This is scaffolding by design: the day Tabstack ships `GET /v1/usage` or an
`x-tokens-used` header, the ledger gets fed truth instead of inference.
Run `tabstack help` for the full flag reference.
### Extract
```bash
# Markdown to stdout
tabstack extract markdown https://example.com
# Structured JSON — schema from a file, stdin, or inline
tabstack extract json https://news.ycombinator.com --schema @schema.json
echo '{"type":"object","properties":{"title":{"type":"string"}}}' \
| tabstack extract json https://example.com --schema -
tabstack extract json https://shop.example.com \
--schema @products.json --effort max --nocache --geo GB
```
### Generate (AI transformation)
```bash
tabstack generate json https://blog.example.com/post \
--schema @out.json \
--instructions "Write a 2-sentence summary into 'summary' and classify 'sentiment'"
```
### Research (streaming)
Progress is printed to **stderr**; the final markdown report goes to **stdout**,
so you can redirect it cleanly.
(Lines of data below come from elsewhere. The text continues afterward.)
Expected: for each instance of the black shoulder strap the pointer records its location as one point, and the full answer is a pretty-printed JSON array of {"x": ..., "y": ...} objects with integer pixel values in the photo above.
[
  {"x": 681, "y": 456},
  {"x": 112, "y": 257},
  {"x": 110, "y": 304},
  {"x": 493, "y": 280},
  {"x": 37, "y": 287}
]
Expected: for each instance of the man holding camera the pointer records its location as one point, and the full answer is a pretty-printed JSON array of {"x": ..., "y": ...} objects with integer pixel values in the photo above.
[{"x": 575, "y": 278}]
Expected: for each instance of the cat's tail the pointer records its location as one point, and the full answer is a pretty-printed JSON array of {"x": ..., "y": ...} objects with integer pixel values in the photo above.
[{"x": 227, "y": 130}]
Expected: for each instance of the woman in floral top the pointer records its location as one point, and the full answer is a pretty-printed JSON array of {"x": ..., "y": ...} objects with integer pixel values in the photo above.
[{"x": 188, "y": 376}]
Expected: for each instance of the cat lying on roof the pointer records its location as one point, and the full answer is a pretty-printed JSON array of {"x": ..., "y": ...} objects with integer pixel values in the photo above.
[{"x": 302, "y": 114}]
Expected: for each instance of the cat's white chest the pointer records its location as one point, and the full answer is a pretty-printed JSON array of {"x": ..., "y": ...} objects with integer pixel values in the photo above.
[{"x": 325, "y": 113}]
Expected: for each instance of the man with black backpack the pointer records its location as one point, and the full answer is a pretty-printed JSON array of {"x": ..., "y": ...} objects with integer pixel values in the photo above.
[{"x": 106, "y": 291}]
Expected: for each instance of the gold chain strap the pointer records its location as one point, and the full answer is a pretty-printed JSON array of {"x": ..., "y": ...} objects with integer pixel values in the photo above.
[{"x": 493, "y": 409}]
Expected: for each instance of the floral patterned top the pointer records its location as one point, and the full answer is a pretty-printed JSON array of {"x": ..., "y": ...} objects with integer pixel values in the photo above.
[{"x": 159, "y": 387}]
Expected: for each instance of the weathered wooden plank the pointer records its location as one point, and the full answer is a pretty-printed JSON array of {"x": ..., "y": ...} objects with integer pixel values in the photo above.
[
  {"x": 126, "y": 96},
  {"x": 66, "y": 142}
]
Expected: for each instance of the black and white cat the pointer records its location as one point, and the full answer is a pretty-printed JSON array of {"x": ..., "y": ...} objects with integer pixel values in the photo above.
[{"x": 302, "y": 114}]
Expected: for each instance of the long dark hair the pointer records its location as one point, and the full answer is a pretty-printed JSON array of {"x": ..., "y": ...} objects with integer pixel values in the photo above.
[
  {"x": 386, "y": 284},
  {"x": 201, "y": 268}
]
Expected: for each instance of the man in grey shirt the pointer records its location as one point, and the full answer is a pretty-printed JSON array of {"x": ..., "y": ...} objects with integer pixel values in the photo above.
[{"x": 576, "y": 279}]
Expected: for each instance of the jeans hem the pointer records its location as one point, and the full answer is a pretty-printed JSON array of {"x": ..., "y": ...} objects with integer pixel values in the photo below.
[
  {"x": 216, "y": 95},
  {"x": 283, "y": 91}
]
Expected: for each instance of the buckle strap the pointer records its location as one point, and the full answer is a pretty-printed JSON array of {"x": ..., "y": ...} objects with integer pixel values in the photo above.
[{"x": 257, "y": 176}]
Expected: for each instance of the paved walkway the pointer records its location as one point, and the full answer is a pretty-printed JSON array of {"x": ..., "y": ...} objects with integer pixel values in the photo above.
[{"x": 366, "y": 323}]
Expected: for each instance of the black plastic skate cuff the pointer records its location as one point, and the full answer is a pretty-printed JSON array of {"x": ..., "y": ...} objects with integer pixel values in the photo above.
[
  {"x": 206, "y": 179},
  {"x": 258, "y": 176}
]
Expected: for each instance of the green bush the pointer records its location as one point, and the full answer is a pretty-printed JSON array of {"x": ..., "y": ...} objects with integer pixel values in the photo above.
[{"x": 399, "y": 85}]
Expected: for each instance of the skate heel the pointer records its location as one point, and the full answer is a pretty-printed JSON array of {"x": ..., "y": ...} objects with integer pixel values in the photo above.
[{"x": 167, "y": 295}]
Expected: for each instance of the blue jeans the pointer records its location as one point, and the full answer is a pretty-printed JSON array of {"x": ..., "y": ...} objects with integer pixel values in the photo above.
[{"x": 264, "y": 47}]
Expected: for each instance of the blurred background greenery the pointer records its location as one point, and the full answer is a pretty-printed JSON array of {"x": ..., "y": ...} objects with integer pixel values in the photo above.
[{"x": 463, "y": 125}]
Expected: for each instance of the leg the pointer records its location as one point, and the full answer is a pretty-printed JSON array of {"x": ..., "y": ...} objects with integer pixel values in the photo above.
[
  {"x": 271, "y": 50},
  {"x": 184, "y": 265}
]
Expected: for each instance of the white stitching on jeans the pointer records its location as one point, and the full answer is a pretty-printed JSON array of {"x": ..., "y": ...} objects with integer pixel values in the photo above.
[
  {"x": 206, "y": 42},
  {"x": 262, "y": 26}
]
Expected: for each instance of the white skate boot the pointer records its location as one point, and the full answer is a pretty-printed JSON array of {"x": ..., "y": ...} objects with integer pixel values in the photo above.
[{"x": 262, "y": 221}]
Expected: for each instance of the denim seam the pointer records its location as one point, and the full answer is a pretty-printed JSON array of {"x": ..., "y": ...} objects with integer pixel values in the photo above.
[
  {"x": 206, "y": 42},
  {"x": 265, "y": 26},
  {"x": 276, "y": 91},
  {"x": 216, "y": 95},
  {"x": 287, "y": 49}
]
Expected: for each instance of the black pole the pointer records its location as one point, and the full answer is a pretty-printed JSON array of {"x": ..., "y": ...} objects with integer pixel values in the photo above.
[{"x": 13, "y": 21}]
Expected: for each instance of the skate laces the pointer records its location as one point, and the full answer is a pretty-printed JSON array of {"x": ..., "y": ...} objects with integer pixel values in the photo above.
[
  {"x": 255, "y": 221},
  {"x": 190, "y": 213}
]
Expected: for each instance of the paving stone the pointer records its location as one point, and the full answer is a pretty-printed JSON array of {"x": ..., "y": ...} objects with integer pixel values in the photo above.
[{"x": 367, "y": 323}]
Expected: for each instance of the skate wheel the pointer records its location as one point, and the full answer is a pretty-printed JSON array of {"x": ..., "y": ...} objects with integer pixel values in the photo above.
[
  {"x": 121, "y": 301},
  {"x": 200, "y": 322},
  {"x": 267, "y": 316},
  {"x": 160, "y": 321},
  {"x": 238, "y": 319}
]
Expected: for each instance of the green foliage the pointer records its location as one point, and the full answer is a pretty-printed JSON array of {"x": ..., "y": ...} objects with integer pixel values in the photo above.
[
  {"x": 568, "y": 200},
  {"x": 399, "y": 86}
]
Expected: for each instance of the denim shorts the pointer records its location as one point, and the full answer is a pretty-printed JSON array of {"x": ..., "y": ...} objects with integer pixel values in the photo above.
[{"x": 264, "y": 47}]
In JSON mode the stream is NDJSON, one event
per line.
```bash
tabstack research "approaches to browser automation for AI agents" --mode fast
tabstack research "EU vs US AI regulation" --mode balanced -o pretty > report.md
tabstack research "competitor pricing" \
| jq -r 'select(.event=="complete") | .data.metadata.citedPages'
```
### Automate (streaming)
Read-only by default (a safe guardrail is applied unless you pass your own or
`--allow-actions`). Progress to stderr, the agent's final answer to stdout.
```bash
tabstack automate "find the top 3 trending repos and their star counts" \
--url https://github.com/trending
tabstack automate "fill the contact form and submit" \
--url https://co.example.com/contact \
--data @form.json --allow-actions --max-iterations 30
```
Pass `--interactive` to let the agent pause and ask for input mid-task
(`interactive:form_data:request`) — the CLI prints the request id and how to
answer it:
```bash
tabstack input --data '{"fields":[{"ref":"field1","value":"yes"}]}'
tabstack input --data '{"cancelled":true}' # decline
```
## Output conventions
- **stdout** — the data (markdown, JSON, report, final answer). Pipeable.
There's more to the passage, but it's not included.